Renly didn't move all that slowly. He was at Bitterbridge, halfway between King's Landing and Highgarden, 1 month and a few days after he marched from Highgarden. This was a normal pace according to the most accurate asoiaf timeline available. If he travelled at a fast pace he would have reached King's Landing at just about 2 weeks earlier, and in about 40 days if he ditched his supply train. It wasn't that he was staying at one place for weeks at a time.
This wasn't without reason, either. Tyrion observes that Renly is letting the two factions, Lannister and Stark, weaken each other. That way, he conserves his army and also gains more supporters with his progress by hosting tourneys and feasts to court allies. There's also another element. Renly is specifically said to feast at lords' holdfasts on his progress. His pace also allows his supply lines to keep up with his army. This way, he prevents his soldiers from plundering the countryside, and thus maintains good PR. In the War of the Roses, there was a monarch who was barred entry from a city because their army had been ravaging the crops and homes of peasants and the people feared they would do the same to the city. Renly is doing the opposite, he maintains a good image by not plundering and hosting feasts and tourneys instead, and has plausible deniability from starving the city (as he was so removed from King's Landing when the riots took place, the peasants blamed the Lannisters), and when he arrives at the gates he would be the one supplying food to the city, instead of demanding it, and thus would be welcomed instead of denied.

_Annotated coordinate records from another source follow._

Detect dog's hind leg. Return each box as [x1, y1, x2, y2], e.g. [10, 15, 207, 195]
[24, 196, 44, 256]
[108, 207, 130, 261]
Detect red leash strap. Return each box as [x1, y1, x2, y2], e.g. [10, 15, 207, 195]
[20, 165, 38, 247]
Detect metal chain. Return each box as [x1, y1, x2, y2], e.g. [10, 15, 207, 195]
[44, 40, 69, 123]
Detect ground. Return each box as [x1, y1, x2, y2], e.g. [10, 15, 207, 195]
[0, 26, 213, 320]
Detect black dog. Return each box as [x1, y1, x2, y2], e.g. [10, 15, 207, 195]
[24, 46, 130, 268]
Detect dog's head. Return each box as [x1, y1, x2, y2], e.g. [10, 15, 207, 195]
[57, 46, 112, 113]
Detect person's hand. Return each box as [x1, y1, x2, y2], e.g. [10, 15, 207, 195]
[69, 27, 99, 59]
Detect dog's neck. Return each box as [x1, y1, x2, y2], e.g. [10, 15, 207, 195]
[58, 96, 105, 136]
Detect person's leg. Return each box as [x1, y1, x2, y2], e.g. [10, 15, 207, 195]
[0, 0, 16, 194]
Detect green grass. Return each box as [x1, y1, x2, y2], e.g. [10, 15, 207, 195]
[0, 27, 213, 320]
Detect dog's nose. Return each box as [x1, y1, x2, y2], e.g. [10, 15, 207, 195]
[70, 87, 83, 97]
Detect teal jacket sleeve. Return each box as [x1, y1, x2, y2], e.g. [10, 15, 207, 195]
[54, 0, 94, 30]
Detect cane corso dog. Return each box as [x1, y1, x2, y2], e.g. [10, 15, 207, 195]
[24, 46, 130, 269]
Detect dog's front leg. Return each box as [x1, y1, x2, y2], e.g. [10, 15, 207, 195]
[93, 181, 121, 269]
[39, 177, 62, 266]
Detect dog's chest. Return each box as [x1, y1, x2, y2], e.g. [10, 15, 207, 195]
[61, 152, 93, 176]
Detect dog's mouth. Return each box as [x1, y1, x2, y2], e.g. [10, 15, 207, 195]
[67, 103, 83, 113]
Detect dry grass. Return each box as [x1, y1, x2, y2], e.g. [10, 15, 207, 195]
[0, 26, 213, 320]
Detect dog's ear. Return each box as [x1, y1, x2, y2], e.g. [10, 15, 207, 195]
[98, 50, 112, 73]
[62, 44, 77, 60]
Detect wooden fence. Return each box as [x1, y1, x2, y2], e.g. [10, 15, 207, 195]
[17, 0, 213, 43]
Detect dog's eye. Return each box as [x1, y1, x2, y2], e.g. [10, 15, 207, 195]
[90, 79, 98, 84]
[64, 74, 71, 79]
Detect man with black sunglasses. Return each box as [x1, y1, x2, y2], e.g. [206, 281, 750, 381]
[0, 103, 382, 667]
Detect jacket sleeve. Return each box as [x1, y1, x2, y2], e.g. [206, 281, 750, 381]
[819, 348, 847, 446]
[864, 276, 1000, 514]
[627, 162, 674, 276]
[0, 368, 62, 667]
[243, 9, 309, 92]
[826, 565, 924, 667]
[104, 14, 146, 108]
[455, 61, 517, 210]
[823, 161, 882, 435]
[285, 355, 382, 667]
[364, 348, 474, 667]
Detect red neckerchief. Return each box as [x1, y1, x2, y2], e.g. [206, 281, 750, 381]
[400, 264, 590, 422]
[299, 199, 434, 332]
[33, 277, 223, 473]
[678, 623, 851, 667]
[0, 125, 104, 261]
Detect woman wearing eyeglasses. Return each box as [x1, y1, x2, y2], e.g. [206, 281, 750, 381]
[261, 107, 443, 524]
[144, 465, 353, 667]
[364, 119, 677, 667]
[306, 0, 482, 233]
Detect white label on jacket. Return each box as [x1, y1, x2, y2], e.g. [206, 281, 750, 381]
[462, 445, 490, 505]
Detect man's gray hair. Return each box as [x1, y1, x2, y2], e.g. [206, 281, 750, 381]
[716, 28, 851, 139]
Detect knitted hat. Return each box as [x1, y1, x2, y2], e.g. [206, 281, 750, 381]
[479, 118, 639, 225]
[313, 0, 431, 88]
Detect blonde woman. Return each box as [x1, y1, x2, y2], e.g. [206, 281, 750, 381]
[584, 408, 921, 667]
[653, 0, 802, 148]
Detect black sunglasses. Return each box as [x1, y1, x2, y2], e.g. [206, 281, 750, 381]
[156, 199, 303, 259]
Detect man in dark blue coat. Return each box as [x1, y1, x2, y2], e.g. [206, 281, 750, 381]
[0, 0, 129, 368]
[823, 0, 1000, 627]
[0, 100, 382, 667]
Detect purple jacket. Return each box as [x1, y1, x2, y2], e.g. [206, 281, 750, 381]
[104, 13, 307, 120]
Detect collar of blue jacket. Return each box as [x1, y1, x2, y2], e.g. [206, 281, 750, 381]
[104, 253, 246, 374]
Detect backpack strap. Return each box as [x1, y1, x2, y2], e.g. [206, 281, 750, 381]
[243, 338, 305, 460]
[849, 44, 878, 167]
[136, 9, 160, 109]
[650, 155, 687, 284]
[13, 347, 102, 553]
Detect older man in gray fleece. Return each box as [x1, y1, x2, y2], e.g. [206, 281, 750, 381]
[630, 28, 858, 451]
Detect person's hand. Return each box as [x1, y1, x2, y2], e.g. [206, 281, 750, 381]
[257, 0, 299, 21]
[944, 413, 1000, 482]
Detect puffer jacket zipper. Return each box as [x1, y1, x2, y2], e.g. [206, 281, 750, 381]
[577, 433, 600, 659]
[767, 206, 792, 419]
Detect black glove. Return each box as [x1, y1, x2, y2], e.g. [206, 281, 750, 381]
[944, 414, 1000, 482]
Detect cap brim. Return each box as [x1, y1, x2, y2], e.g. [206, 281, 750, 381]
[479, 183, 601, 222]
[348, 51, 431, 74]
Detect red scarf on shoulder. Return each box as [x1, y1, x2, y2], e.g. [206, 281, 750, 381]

The Reach is huge, so that would be why it was able to supply his army and also, as mentioned, Renly was feasting his army at lord's homes as he travelled. The Tyrells were easily able to feed the starving city when they arrived. In fact they are so opulent Joffrey's feast had 66 courses. Also, in the time between Renly's death and the alliance between the Lannisters and Tyrells, the army was idle for months. But there was no disease or famine indicated. So I don't think it was ever a problem.